PRINCE You know, it’s all about religion. That’s what unites people here. They all have the same religion, so I wanted to sit down with them, to understand the way they see things, how they read Scripture.

JERRY I don’t really read Scripture. Mainly just Cormac McCarthy books these days. I think I read them better than that munch at Paste. Are you converting people?

PRINCE  [Returns to the kitchen preparations.] I don’t see it really as a conversion. More, you know, it’s a realization. It’s like Morpheus and Neo in ‘The Matrix.’

JERRY Okay. So you’re Morpheus?

PRINCE [Pauses. Blankly stares through Jerry.]

JERRY I don’t have food processor anymore, if that’s what you’re looking for. 

PRINCE [Limping slightly, Prince sets off on a walk around the apartment. Sound of platform flip flops are heard. ]

JERRY Hey, did you see that Sarah Palin turkey interview?

PRINCE  So here’s how it is: you’ve got the Republicans, and basically they want to live according to this. [Prince points to a Bible he pulls out from under his bulky sweater.] But there’s the problem of interpretation, and you’ve got some churches, some people, basically doing things and saying it comes from here, but it doesn’t. And then on the opposite end of the spectrum you’ve got blue, you’ve got the Democrats, and they’re, like, ‘You can do whatever you want.’ Gay marriage, whatever. But neither of them is right.

JERRY I don’t think that describe them very good.

PRINCE God came to earth and saw people sticking it wherever and doing it with whatever, and he just cleared it all out. He was, like, ‘Enough.’

JERRY Kinda like what I was halfway through watching Graffiti Bridge

PRINCE [Tilts his head as if to hear better, geisha-like.]

JERRY That’s the new Mount Eerie album you’re hearing.

PRINCE People with money—money like that—are not affected by the stock market, and they’re not freaking out over anything. They’re just watching.

JERRY I don’t think Phil Elverum is doing that well. Hey, is that story Eddie Murphy’s brother told on the Dave Chapelle Show true?

PRINCE [Pauses. Blankly stares through Jerry. Licks finger. Speaks. ] I throw a lot of parties.

Later, in the dining room, Prince is eating a bowl of carrot soup in the big seemingly comfortable chair. Jerry is sitting on the couch opposite. While Prince speaks, Jerry slowly removes his glasses and closes his eyes as if in pain.  Jerry slowly massages the bridge of his nose between in thumb and forefinger while shaking his head.

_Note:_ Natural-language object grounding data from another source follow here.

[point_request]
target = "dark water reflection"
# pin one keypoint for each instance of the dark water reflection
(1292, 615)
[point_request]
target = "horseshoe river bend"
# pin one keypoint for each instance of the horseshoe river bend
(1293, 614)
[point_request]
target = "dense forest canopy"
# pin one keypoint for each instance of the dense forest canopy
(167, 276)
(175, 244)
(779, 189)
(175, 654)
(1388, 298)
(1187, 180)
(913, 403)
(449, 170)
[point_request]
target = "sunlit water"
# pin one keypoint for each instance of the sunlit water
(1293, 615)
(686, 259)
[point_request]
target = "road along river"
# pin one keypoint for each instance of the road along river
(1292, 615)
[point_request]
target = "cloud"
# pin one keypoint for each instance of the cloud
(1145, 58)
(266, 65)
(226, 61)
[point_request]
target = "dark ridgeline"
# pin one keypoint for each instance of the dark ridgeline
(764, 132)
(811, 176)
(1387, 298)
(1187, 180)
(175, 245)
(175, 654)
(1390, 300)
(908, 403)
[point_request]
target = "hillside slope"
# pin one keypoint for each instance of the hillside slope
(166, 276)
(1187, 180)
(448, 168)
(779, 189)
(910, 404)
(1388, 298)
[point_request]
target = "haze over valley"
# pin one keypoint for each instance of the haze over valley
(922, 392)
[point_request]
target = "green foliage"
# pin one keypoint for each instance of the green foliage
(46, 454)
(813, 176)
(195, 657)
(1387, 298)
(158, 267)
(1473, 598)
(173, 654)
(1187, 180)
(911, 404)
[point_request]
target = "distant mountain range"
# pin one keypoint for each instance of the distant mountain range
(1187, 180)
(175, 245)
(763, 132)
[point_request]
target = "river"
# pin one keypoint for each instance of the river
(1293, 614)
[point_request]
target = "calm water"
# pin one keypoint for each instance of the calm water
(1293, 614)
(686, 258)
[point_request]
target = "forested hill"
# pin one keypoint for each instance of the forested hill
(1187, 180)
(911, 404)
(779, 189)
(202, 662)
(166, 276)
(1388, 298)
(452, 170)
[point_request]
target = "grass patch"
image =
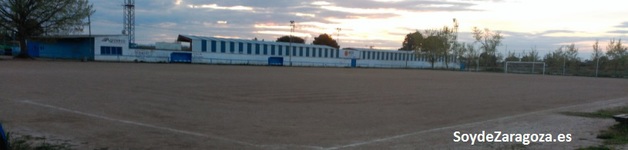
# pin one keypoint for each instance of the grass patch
(616, 134)
(28, 142)
(604, 113)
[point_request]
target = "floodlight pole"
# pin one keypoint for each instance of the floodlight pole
(338, 37)
(564, 63)
(290, 47)
(597, 64)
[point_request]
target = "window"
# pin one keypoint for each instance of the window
(223, 46)
(256, 49)
(204, 46)
(265, 49)
(241, 47)
(320, 52)
(249, 48)
(232, 45)
(213, 49)
(108, 50)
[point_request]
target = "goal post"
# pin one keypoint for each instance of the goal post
(524, 67)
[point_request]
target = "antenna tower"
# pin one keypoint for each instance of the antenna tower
(129, 20)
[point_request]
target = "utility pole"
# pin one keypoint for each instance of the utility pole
(597, 64)
(564, 63)
(290, 49)
(338, 37)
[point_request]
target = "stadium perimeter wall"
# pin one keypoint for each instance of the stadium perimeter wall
(335, 58)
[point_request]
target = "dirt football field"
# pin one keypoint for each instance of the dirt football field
(186, 106)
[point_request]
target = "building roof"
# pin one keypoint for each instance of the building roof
(190, 38)
(71, 36)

PRINCE There was this woman. She used to come to Paisley Park and just sit outside on the swings.

JERRY You had swings?

PRINCE [Prince continues.] So I went out there one day and I was, like, ‘Hey, all my friends in there say you’re a stalker. And that I should call the police. But I don’t want to do that, so why don’t you tell me what you want to happen. Why are you here? How do you want this to end?’ And she didn’t really have an answer for that. In the end, all she wanted was to be seen, for me to look at her. And she left and didn’t come back.

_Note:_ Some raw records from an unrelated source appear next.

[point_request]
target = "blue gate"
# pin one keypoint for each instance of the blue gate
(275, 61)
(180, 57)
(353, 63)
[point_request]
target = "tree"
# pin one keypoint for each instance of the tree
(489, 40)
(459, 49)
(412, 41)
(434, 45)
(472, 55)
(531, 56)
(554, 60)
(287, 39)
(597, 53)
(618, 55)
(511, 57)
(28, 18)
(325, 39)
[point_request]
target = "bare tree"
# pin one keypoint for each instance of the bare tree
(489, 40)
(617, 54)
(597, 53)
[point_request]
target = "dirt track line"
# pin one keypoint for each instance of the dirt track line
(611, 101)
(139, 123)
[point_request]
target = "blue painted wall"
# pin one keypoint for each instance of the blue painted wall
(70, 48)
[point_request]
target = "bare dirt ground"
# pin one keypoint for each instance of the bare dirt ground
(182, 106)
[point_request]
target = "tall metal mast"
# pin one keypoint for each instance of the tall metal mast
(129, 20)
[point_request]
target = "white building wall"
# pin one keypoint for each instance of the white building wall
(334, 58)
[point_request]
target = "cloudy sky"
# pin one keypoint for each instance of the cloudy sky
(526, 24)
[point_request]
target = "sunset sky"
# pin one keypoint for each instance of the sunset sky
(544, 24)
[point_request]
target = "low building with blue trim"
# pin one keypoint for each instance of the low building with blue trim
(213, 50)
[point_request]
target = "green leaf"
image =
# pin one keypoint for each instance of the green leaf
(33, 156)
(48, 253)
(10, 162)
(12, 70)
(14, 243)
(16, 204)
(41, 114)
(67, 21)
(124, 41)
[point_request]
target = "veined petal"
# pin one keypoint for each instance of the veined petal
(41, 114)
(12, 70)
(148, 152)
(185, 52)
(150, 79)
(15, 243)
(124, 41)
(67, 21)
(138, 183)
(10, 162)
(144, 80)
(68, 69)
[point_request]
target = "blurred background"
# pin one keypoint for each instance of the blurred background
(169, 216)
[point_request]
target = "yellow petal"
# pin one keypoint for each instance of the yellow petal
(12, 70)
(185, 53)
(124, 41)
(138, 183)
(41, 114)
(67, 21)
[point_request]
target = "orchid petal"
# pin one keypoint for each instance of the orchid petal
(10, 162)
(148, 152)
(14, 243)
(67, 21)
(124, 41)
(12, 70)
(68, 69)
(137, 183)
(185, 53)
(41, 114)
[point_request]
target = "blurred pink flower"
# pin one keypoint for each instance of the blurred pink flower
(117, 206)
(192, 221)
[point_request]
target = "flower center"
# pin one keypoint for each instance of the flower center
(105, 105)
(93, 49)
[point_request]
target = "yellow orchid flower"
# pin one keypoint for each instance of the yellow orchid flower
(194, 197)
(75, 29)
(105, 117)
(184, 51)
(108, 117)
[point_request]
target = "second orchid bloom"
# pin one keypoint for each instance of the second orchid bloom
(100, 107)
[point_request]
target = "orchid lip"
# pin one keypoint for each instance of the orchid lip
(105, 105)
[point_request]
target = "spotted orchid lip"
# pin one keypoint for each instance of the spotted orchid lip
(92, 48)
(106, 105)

JERRY I was really hoping to get some reading done this morning.

PRINCE [Sets his empty soup bowl on top of the Cormac McCarthy book.] I’m really proud of this. [Prince gets up, limps slightly while he pads around and exits through the apartment door that is still open. Jerry remains on the couch, still rubbing the bridge of his nose between his thumb and forefinger. Sound of platform flip flops slowly fades.]